WRC Factory Investigation

Genesis, S.A.

Factory: Genesis, S.A.

Key Buyers: Ad Resources, Cotton Gallery, Gildan

Last Updated: 2013

Case Summary

In December 2011 and January 2012, four union leaders who had been illegally fired by t-shirt factory Genesis, S.A. were reinstated at the urging of the factory’s main customer, Gildan Activewear. On September 16, 2011, a new industry-wide union named Sendika Ouvriye Takstil ak Abiman (SOTA) received its legal registration to represent workers in the apparel and textile industry in Haiti and publicly announced its plans to campaign for better wages and working conditions for Haiti’s apparel workers. Haitian apparel workers receive the lowest wages in the hemisphere and face some of the harshest working conditions anywhere in the global apparel industry. Within two weeks, six of the seven leaders had been fired or pressured into resigning by three separate factories. Four of the dismissals took place at Genesis. Employer retaliation against workers for their union activity is a violation of international labor standards, university codes of conduct, and Haitian law.

In the wake of a report by the WRC finding that the dismissals were retaliatory – a conclusion later corroborated by the ILO/IFC-sponsored Better Work Haiti program – Gildan and Hanes successfully pressed the factories to reinstate the workers. In addition, the WRC has documented minimum wage violations at Genesis, S.A. Since 2011, the International Labour Organization and International Finance Corporation’s Better Work Haiti factory monitoring program has consistently reported overwhelming noncompliance by Haitian export garment factories with the country’s legal minimum wage. A report from Better Work Haiti in April 2013 indicated that every one of the country’s export garment factories was violating the law.

The WRC’s new report details for the first time, however, the massive scale of the unlawful denial of wages taking place in Haitian garment factories and its severe impact on Haitian garment workers and their families, revealing that these workers ‒ some of the poorest in the world ‒ are seeing roughly a third of their legally earned wages being effectively stolen every pay period.

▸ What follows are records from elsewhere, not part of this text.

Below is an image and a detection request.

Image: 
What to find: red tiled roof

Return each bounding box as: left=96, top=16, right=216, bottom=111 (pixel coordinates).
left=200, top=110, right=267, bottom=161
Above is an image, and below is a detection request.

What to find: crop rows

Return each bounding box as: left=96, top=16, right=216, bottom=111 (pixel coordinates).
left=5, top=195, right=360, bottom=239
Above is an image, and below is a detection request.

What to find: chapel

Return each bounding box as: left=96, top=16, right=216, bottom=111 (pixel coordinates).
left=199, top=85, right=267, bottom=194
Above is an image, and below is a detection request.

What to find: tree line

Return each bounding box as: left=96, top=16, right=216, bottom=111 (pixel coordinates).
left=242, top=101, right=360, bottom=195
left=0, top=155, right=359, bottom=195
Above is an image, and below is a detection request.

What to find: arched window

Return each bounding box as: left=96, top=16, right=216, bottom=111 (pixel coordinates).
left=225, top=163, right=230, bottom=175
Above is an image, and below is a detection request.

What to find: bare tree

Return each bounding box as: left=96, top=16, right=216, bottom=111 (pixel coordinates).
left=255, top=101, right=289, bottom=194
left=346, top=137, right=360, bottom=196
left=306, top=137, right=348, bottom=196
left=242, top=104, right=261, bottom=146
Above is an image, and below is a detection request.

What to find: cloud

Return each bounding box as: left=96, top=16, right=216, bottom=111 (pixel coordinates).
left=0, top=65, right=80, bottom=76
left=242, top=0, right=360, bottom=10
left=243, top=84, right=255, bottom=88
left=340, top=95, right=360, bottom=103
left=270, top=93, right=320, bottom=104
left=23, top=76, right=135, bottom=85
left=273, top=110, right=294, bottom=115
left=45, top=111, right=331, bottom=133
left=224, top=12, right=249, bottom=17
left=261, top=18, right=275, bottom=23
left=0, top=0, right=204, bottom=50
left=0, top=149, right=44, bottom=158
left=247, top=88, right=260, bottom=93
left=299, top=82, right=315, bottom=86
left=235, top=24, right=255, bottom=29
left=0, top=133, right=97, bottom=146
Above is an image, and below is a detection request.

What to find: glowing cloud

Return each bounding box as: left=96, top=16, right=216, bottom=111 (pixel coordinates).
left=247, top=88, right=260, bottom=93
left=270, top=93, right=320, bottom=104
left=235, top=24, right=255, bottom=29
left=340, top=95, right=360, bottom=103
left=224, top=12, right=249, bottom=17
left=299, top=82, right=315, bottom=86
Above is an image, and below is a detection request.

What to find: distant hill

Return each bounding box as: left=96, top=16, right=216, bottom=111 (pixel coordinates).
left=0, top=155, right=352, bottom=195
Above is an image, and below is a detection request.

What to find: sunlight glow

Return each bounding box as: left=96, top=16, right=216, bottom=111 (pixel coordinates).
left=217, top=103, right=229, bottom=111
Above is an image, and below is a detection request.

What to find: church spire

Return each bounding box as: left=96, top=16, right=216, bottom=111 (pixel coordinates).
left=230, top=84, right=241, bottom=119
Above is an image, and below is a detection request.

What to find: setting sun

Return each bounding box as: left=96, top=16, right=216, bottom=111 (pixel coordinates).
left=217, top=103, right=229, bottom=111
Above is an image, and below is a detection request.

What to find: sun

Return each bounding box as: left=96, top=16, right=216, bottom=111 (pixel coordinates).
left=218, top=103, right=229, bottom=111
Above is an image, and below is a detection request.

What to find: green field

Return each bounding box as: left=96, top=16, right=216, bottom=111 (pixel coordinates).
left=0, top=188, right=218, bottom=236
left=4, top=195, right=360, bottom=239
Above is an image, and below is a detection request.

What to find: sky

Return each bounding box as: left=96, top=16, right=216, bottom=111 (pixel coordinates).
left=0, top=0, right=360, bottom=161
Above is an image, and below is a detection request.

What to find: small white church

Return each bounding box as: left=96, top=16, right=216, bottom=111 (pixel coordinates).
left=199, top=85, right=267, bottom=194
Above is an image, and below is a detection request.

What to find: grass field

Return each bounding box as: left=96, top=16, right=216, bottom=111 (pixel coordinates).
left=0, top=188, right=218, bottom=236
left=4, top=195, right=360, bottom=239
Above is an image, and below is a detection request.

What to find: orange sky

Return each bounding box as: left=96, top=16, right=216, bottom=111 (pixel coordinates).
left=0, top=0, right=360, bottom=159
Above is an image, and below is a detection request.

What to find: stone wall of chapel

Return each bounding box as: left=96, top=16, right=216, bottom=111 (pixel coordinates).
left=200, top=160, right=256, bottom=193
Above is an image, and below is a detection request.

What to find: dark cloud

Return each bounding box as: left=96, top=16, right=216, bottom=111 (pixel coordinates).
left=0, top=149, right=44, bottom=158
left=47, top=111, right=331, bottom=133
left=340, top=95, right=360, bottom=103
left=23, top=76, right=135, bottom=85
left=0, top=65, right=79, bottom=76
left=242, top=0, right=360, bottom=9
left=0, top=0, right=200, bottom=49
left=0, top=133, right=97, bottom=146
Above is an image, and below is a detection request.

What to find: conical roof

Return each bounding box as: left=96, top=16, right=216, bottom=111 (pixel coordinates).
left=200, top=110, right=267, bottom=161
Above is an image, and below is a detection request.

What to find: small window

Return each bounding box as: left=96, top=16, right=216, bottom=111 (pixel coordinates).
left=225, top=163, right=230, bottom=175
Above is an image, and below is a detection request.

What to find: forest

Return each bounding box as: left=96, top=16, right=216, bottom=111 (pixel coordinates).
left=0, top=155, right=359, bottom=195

The report urges licensees and other North American apparel companies doing business in Haiti to immediately require their supplier factories in the country to begin paying their workers in accordance with the minimum wage law and to provide full back-pay to workers for past wage-and-hour violations. As already noted, the fact that there have been ongoing and widespread minimum wage violations in the country’s garment sector has, or should have, been known to licensees and other companies sourcing from Haiti ‒ both from the public reporting of Better Work Haiti and, we must assume, from each company’s own supply chain monitoring ‒ for some time. Yet this epidemic of wage theft, which, as this report details, leaves Haitian garment workers and their families without access to adequate food, shelter and medical care, has continued unabated for several years, with buyers failing to take effective corrective action.

In response to the WRC’s report, Genesis’ primary buyer, Gildan Activewear, has committed to bring their Haitian supplier factories into compliance with the minimum wage. In addition, Gildan Activewear has committed to negotiate directly with worker representatives in Haiti to remedy past non-compliance and make workers whole for past wage theft.